Sístole. Me abraza. El tiempo se detiene. Su figura se pierde tras la puerta de la cocina, al otro lado del pasillo donde yo observo cómo se deforma el espacio-tiempo que separa nuestros cuerpos, y que une nuestra existencia. Mi corazón se detiene, pero sigue vivo. Lo que sucede los días siguientes pasa como pasan los fotogramas de un largometraje en blanco y negro: lunes, martes, jueves, domingo. Dejo el guion de la pequeña Nancy y el detective Hartigan escrito rápido y a medias. Ella lo revisa por su cuenta una decena de veces. Actriz protagonista, musa de un director de otra época que no es su época. Dos eternidades resueltas en dos palabras entonces sin sentido: hola y adiós. La chica vive.

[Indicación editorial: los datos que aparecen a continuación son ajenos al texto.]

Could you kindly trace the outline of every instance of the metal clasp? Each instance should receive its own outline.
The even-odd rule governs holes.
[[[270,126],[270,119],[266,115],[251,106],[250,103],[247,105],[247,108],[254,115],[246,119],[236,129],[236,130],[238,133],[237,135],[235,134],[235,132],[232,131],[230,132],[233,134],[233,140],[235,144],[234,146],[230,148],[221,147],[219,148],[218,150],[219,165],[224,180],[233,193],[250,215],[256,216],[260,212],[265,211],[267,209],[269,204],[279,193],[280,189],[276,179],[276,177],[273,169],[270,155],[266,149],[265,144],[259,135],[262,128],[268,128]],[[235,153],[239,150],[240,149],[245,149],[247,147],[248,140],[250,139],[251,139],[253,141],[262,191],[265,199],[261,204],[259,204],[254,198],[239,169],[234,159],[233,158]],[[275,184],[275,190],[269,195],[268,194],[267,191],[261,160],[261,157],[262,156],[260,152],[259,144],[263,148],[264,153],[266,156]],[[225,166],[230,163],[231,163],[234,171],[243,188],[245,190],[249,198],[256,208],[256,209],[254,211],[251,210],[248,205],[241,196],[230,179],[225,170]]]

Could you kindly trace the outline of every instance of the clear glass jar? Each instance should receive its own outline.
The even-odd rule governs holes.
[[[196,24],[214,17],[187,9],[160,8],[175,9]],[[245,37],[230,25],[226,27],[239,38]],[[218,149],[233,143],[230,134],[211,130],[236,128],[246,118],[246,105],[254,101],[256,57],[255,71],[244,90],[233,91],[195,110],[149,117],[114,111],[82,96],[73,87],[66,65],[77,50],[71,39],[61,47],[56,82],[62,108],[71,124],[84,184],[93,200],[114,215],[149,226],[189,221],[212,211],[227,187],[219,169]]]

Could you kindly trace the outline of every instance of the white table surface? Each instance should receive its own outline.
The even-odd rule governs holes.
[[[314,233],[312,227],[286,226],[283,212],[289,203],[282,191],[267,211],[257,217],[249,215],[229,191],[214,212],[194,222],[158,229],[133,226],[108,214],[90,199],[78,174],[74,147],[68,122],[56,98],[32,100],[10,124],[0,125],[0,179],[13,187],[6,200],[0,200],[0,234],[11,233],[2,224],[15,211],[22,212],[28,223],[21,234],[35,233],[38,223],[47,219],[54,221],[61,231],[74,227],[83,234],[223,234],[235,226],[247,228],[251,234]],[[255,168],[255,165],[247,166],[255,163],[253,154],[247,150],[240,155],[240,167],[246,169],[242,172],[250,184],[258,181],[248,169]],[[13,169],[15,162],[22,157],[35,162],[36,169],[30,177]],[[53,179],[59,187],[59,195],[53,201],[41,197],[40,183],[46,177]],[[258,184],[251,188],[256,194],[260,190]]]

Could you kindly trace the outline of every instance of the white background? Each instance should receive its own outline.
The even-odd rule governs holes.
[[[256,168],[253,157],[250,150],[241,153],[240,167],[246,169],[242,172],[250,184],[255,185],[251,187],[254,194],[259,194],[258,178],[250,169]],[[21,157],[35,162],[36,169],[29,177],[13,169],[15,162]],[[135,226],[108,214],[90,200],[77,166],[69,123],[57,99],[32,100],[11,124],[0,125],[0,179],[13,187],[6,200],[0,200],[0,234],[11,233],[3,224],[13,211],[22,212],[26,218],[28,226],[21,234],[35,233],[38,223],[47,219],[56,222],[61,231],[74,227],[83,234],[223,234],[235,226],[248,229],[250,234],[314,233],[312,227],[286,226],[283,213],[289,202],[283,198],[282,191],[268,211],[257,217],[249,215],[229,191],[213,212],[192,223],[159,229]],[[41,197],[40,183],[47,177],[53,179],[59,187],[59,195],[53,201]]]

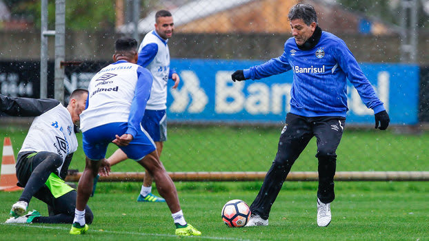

Siguen los días de película, siguen los fotogramas: lunes, martes, jueves, domingo. Silencios, palabras, abrazos, lágrimas. Me siento Leonardo DiCaprio interpretando a Dominick Cobb en Inception. Cada día es una semana; cada semana, un año. Mi tótem es un vaso de cerveza, siempre medio lleno, siempre medio vacío, y ya no sé si estoy despierto, o estoy dormido. Hago buenos los versos de Charly Efe: es una huida hacía mí mismo interminable. Nivel a nivel. Me pierdo en una noche que no acaba. San Patricio no me ampara, pero yo le rezo igual en busca de redención para pecados que no he cometido.
En el último nivel de mis abismos me encuentro cara a cara con Mallorie Cobb en el salón de nuestro castillo. Parece un recuerdo, parece que hubiésemos envejecido juntos en otra realidad. En la ruinas de mi ser, todo se derrumba alrededor. Quiero salvarla. O salvarme. O salvarnos. Puedo huir de la fatalidad, pero no quiero. No sin ella. Alrededor todo es caos, no hay atardecer, el colapso es inminente. Y sucede que un temblor quiebra el suelo y caemos abrazados en la oscuridad.
Silencio. No sé si llevamos en el Limbo un minuto o una vida. Me mira y me pierdo en su mirada. Soy joven y viejo al mismo tiempo. En la quietud que en este momento nos envuelve nada escucho. Está sentada junto a mí sobre unos cojines granates y desgastados, sostiene mis manos entre las suyas. Sus labios se mueven. Ignoro lo que dicen, en mis oídos sólo el ruido de la existencia. Me fijo bien en ellos, intento descifrarlos. Se mueven de forma armónica, como si estuviesen recitando un poema. “Volvamos”, es lo único que alcanzo a leer en ellos. Entonces la quietud se vuelve un túnel de luz, a través del cual una fuerza me empuja hacia atrás, en una regresión a cámara rápida, fotograma a fotograma: domingo, jueves, martes, lunes. Me encuentro frente a ella en el sofá donde todo empieza. Ella sonríe. Todo lo vivido se me antoja ahora un sueño más allá de la frontera de lo irreal. A mi lado un vaso de cerveza cuyo contenido no miro, porque la vida es sueño, y los sueños, sueños son. Me abraza. El tiempo fluye. Diástole.